第四章 決戦前夜 第十六話
「ばかな・・・・・・こんな馬鹿なことが・・・・・・」
ハイネ率いるワイバニア第一軍団の前に、ボルガはなす術がなかった。
「敵軍の7割を撃破しました。少しばかり、敵軍に同情しますな」
エルンストは狼狽する敵軍を見ながら言った。彼の遥か前には第三陣の重装歩兵達が今か今かとハイネの命令を待っていた。
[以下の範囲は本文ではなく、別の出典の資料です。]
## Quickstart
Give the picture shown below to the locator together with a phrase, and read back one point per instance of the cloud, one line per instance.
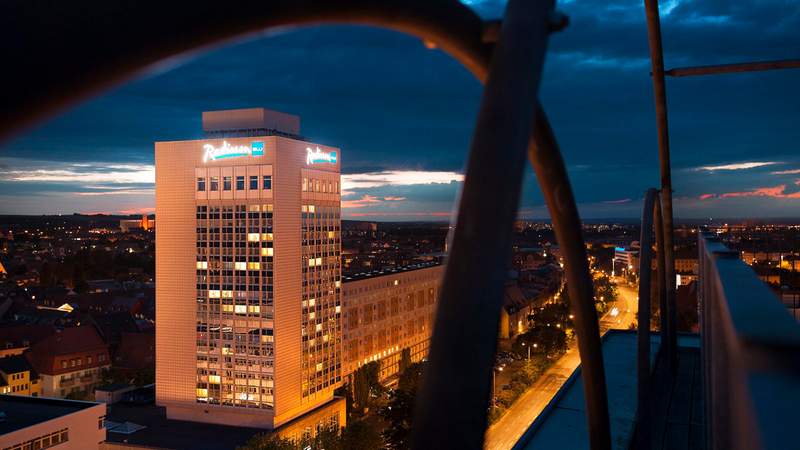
(737, 166)
(365, 200)
(786, 172)
(397, 178)
(773, 192)
(26, 170)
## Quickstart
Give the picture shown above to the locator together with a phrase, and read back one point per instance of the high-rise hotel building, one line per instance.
(248, 274)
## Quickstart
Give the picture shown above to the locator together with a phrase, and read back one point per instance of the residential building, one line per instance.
(70, 361)
(38, 423)
(387, 312)
(17, 377)
(247, 272)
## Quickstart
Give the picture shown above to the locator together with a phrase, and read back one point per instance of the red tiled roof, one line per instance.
(68, 344)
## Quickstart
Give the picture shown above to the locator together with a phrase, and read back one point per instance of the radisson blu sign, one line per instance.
(318, 156)
(227, 150)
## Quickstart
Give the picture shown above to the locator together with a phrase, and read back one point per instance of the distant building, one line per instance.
(38, 423)
(18, 377)
(625, 259)
(14, 340)
(70, 361)
(247, 272)
(387, 312)
(145, 223)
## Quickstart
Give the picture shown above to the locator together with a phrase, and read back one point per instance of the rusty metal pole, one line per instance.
(758, 66)
(454, 397)
(644, 408)
(665, 348)
(660, 96)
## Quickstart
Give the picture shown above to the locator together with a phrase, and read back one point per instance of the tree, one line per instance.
(400, 410)
(359, 435)
(366, 385)
(550, 340)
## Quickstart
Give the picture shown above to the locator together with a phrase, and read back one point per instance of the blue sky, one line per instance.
(403, 116)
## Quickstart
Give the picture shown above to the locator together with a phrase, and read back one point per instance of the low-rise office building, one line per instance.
(34, 423)
(387, 312)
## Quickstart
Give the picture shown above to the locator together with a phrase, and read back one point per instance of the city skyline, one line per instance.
(406, 136)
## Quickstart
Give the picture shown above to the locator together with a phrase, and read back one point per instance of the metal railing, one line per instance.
(750, 355)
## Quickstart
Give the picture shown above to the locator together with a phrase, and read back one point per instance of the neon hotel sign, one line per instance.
(318, 156)
(256, 148)
(227, 150)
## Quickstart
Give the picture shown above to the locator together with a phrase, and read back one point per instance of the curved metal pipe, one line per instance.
(660, 98)
(644, 408)
(82, 47)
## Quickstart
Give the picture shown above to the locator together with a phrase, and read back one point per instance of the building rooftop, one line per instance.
(392, 271)
(250, 122)
(22, 411)
(14, 364)
(161, 432)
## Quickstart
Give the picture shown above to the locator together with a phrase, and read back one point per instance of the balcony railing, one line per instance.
(750, 355)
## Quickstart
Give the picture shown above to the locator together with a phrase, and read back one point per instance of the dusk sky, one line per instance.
(403, 116)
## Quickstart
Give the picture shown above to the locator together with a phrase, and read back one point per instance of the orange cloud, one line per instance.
(773, 192)
(365, 200)
(410, 214)
(140, 210)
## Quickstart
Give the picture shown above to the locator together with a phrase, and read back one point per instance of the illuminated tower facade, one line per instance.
(248, 274)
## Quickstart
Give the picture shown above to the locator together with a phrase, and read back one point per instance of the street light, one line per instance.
(494, 383)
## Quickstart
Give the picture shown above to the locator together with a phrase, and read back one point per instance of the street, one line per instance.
(507, 431)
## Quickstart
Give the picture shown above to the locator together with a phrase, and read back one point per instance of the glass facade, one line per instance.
(235, 341)
(321, 297)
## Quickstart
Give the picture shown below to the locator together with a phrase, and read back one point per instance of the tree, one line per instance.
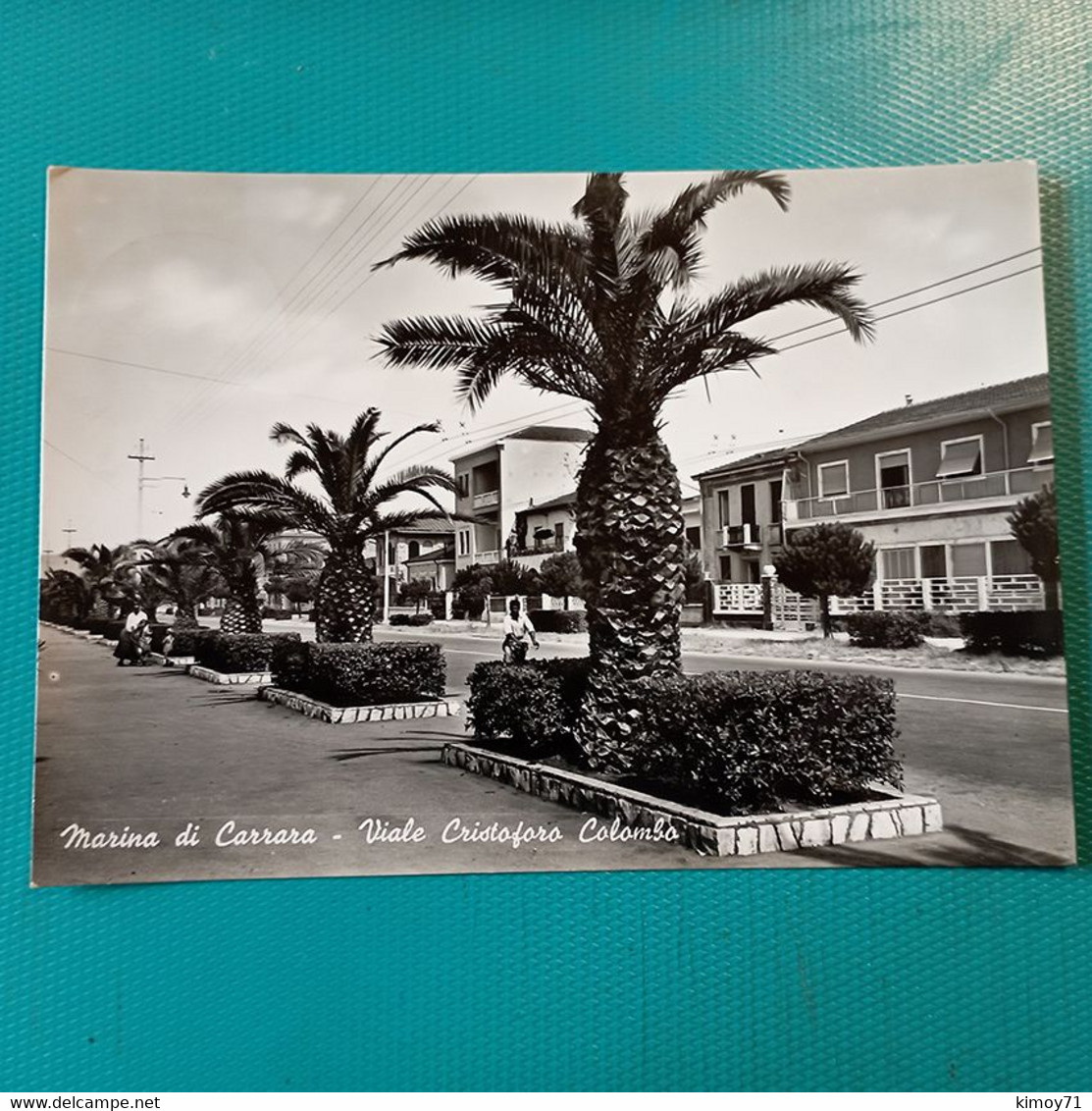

龍将三十六陣”月牙”鶴翼陣形で包囲した敵軍に次々に新手を繰り出して倒していく。その様はさながら欠けていく月のように見え、最後には三日月のようになりながら壊滅する様からその名がついた。ボルガ隊も過去に月牙にかかった敵と同じように陣形を蚕食され、破壊されていった。
「ボルガ隊を救え!敵軍を側面から攻撃するのだ」
ヴィヴァ・レオは左翼のボルガ隊を助けるべく、ワイバニア軍に側面攻撃を仕掛けた。鶴翼陣形は側面からの攻撃に弱い。ヴィヴァ・レオはそこをついたのである。しかし、ハイネも当然のことながら、このことを予期しており、第二、第三歩兵大隊を使って、重厚な防御陣を敷いてメルキド軍に対応した。
「よし、どうやら敵の攻撃は食い止められたようだ。第一重装歩兵大隊突撃!敵軍左翼にとどめをさせ!」
ハイネは重装歩兵大隊を突撃させた。強固な鎧と長槍で武装した重装歩兵が瀕死状態のボルガ隊に雪崩をうって襲いかかった。その凄まじい力の濁流に、ボルガ隊の兵士達はことごとく討ち取られていった。
「これが・・・・・・ハイネ・フォン・クライネヴァルトか・・・・・・ふふ、憎い男よ」
これがボルガの最後の言葉だった。この言葉を発した直後、陣幕を破ってボルガの眼前に紅の鎧を来たワイバニア重装歩兵が姿を現した。